Phonak just launched the Audeo Infinio Ultra Sphere, a prescription hearing aid that breaks from industry norms by packing two processing chips instead of one. The Swiss company's flagship device pairs its older Era chip with a new DeepSonic deep neural network processor designed to isolate speech from background noise, no matter which direction voices come from. It's a bold hardware bet in a market where most competitors stick to single-chip designs, but the premium approach comes with trade-offs in size and performance consistency.
Phonak is making a counterintuitive gamble with its latest hearing aid. While the rest of the industry chases miniaturization, the Swiss manufacturer just released the Audeo Infinio Ultra Sphere - a behind-the-ear device that's deliberately bigger than its rivals, all in service of fitting two processors under the hood instead of one.
The naming might sound absurd ("Sphere" refers to spherical sound processing, not the product's teardrop shape), but the engineering rationale is straightforward. Phonak paired its 2024-era Era chip, which handles standard audio processing and wireless connectivity, with a brand-new DeepSonic DNN chip. That second processor runs deep neural network algorithms focused exclusively on one task: isolating human speech from ambient noise, regardless of where voices originate in a room.

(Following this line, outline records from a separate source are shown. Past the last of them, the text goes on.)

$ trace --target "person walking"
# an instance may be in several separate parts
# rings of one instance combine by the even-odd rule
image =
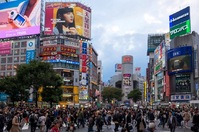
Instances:
[[[20,122],[19,122],[19,112],[14,114],[14,118],[12,119],[12,127],[10,132],[20,132]]]
[[[174,112],[171,111],[169,112],[168,126],[170,128],[170,132],[175,132],[177,126],[177,119],[174,116]]]
[[[3,132],[3,128],[5,126],[5,123],[6,123],[6,118],[3,115],[3,111],[0,110],[0,132]]]

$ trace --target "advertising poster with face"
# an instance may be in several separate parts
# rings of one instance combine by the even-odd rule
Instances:
[[[91,9],[74,2],[47,2],[45,35],[91,38]]]
[[[16,0],[0,4],[0,38],[40,33],[41,0]]]

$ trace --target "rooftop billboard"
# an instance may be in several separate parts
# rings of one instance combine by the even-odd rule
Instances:
[[[184,46],[168,51],[168,73],[192,72],[192,47]]]
[[[41,0],[17,0],[0,4],[0,38],[40,33]]]
[[[75,2],[47,2],[45,35],[91,38],[91,9]]]
[[[191,32],[190,20],[187,20],[177,26],[170,28],[170,38],[173,39],[177,36],[181,36]]]
[[[186,7],[172,15],[169,16],[169,26],[170,28],[176,26],[182,22],[190,20],[190,7]]]

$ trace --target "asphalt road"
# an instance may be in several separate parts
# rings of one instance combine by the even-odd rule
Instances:
[[[176,128],[175,132],[192,132],[190,130],[190,127],[192,126],[191,122],[188,123],[188,128]],[[121,131],[121,127],[119,127],[119,132]],[[96,126],[94,126],[94,130],[96,130]],[[23,130],[23,132],[30,132],[30,128],[28,130]],[[39,132],[39,129],[36,130],[36,132]],[[61,132],[66,132],[66,128],[63,128],[61,130]],[[88,132],[88,127],[85,126],[80,127],[79,129],[76,129],[75,132]],[[111,126],[109,128],[107,128],[107,126],[103,126],[103,132],[114,132],[114,123],[111,123]],[[136,128],[134,128],[134,130],[132,130],[132,132],[137,132]],[[156,121],[156,130],[155,132],[170,132],[168,127],[165,127],[164,129],[162,128],[162,126],[158,127],[158,121]]]

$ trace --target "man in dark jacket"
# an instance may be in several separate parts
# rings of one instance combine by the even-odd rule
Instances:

Wired's Christopher Null spent a week testing the Ultra Sphere after professional fitting by a Phonak representative. His verdict reveals the promise and limitations of this dual-chip strategy. In noisy environments - restaurants, busy streets, crowded offices - the hearing aids delivered noticeable but not transformative noise suppression. Background din got dulled enough to improve conversation clarity, though Null notes it's "nearly impossible to quantify exactly how much better" the performance is compared to single-chip alternatives like the Jabra Enhance Select 700.